More than 1,000 tons of microplastics, which would be enough to make 300 million water bottles, are deposited every year by wind and rain on national parks and protected areas in the United States. The new study casts light on an alternative movement of microplastics that has been overlooked.
Global plastic production has quadrupled over the past four decades, a figure that is growing year by year. Most of that plastic ends up in landfills or the ocean, and eventually degrades into small microplastic particles, which can now be found in almost all the ecosystems of the planet, from the tallest mountains to deserted islands.
Although researchers have widely investigated the role of microplastics in different environments, there’s still a gap in our understanding of microplastics move between the land, the oceans and the atmosphere around the planet. Now, recent studies have shown the fragments are picked up by winds as they are small and light.
Janice Brahney from Utah State University, along with colleagues, studied the transport and accumulation of microplastics in eleven remote and protected areas across the western US. These include popular tourist attractions in the country such as the Grand Canyon and Joshua Tree National Park.

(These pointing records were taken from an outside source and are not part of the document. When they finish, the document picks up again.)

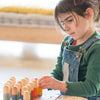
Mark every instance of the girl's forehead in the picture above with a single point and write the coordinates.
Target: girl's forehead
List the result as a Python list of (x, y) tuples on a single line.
[(65, 15)]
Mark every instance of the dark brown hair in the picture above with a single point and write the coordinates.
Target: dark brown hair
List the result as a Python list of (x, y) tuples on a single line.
[(79, 7)]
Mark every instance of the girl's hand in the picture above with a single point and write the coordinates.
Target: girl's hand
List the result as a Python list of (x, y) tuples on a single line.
[(50, 82)]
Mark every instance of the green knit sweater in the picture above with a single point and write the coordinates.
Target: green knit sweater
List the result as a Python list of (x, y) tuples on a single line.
[(88, 84)]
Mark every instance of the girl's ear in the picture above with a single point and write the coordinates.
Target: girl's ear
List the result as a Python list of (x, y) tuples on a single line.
[(89, 13)]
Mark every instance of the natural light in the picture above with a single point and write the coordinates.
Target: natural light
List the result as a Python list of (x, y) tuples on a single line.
[(47, 4)]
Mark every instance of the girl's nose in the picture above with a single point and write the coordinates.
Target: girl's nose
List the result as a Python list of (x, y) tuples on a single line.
[(67, 28)]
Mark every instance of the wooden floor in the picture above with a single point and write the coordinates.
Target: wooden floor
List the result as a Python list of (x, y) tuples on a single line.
[(21, 59)]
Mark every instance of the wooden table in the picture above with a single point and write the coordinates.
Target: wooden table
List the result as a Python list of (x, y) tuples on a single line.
[(60, 97), (54, 95)]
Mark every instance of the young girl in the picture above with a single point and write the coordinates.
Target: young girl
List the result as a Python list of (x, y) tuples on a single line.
[(77, 71)]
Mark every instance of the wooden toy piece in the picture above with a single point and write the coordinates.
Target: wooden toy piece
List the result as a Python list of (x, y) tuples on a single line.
[(20, 83), (39, 90), (32, 90), (23, 82), (35, 87), (26, 95), (6, 92), (18, 87), (11, 85), (14, 79), (15, 93), (27, 80), (29, 89), (13, 82), (24, 88)]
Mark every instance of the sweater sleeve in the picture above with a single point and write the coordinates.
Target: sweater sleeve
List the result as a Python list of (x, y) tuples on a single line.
[(57, 71), (91, 86)]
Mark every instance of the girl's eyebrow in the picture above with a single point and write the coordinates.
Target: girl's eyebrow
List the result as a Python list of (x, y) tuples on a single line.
[(66, 18)]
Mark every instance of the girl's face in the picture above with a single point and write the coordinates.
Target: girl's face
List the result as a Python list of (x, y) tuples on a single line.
[(78, 27)]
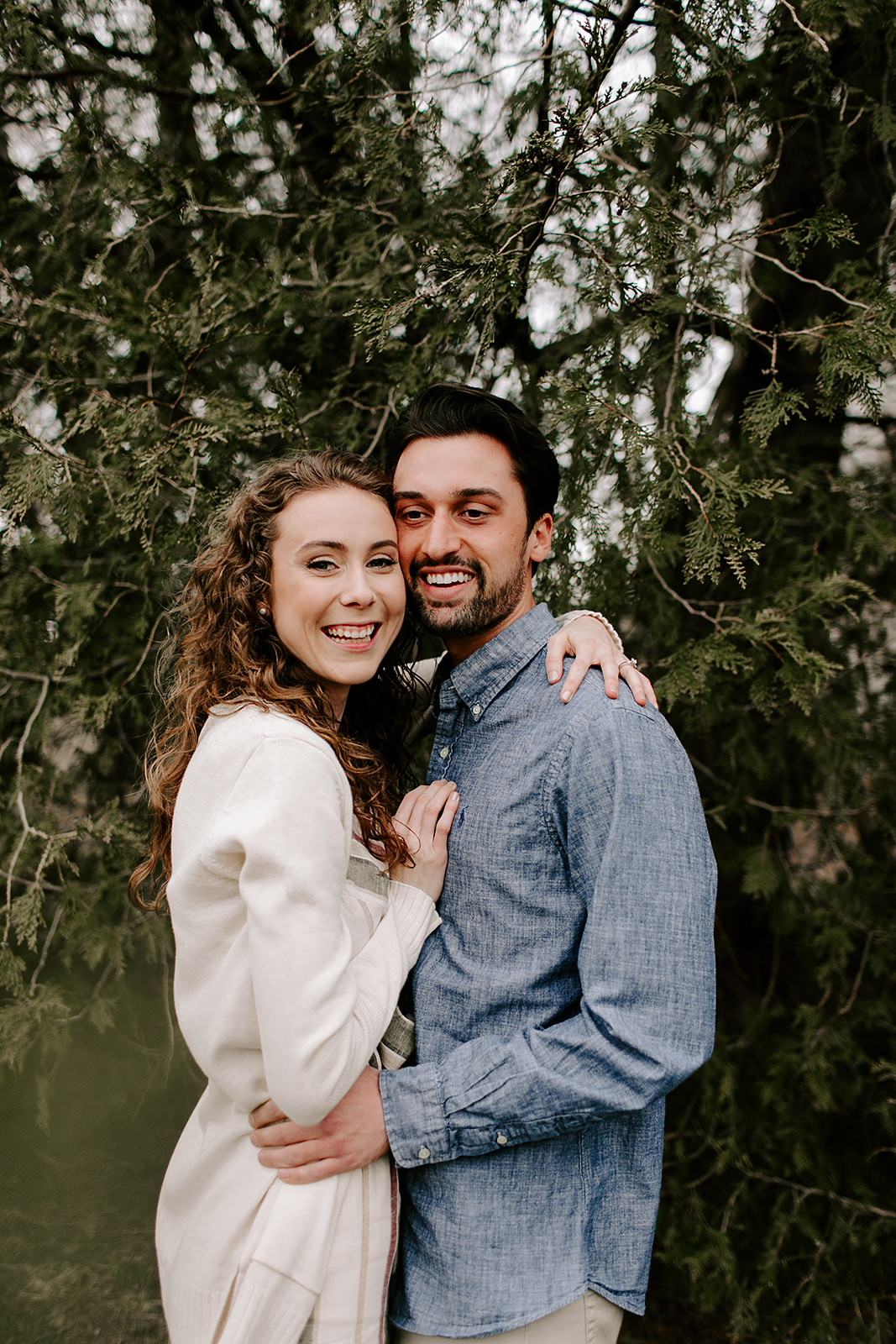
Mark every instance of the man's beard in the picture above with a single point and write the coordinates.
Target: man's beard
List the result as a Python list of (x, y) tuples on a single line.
[(481, 612)]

The researchers compared the size and shape of the particles that fell during dry and wet weather and found that the deposition rates averaged 132 plastics per square meter per day across the eleven areas. This amounts to more than 1,000 tons annually across all the protected areas in the western US.
“We were shocked at the estimated deposition rates and kept trying to figure out where our calculations went wrong,” Brahney said. “We then confirmed through 32 different particle scans that roughly 4% of the atmospheric particles analyzed from these remote locations were synthetic polymers”
Dry and wet plastic
The study looked at the source and life history of both the wet and dry microplastic deposition. Cities and populated centers were found to be the initial source of plastics associated with wet deposition. Meanwhile, dry deposition showed indicators of long-range transport and was associated with large-scale atmospheric patterns
“Plastics that fall out in rain are more likely to be sourced from local sources, like a nearby city. Whereas plastics falling out of the sky during ‘dry’ periods appeared to be coming from much further away. We are only scratching the surface, and have a lot more to learn about the atmospheric limb of the plastic cycle,” Brahney told Newsweek.
Most of the plastics in wet and dry samples were microfibers sourced from both clothing and industrial materials. Approximately 30% of the particles were brightly colored microbeads, but not those commonly associated with personal care products. These microbeads were acrylic and are likely derived from industrial paints and coatings.
The presence of microplastics in the atmosphere has unknown consequences for the health of wildlife but the study found particles that had a size sufficiently large to accumulate in the lung tissue and cause problems. At the same time, the deposition in natural areas could influence these ecosystems, altering their function.
“This ubiquity of microplastics in the atmosphere and the subsequent deposition to remote terrestrial and aquatic environments raise widespread ecological and societal concerns,” Brahney said in a statement. “Identifying the key mechanisms of plastic emission to the atmosphere is a first step in developing global-scale solutions.”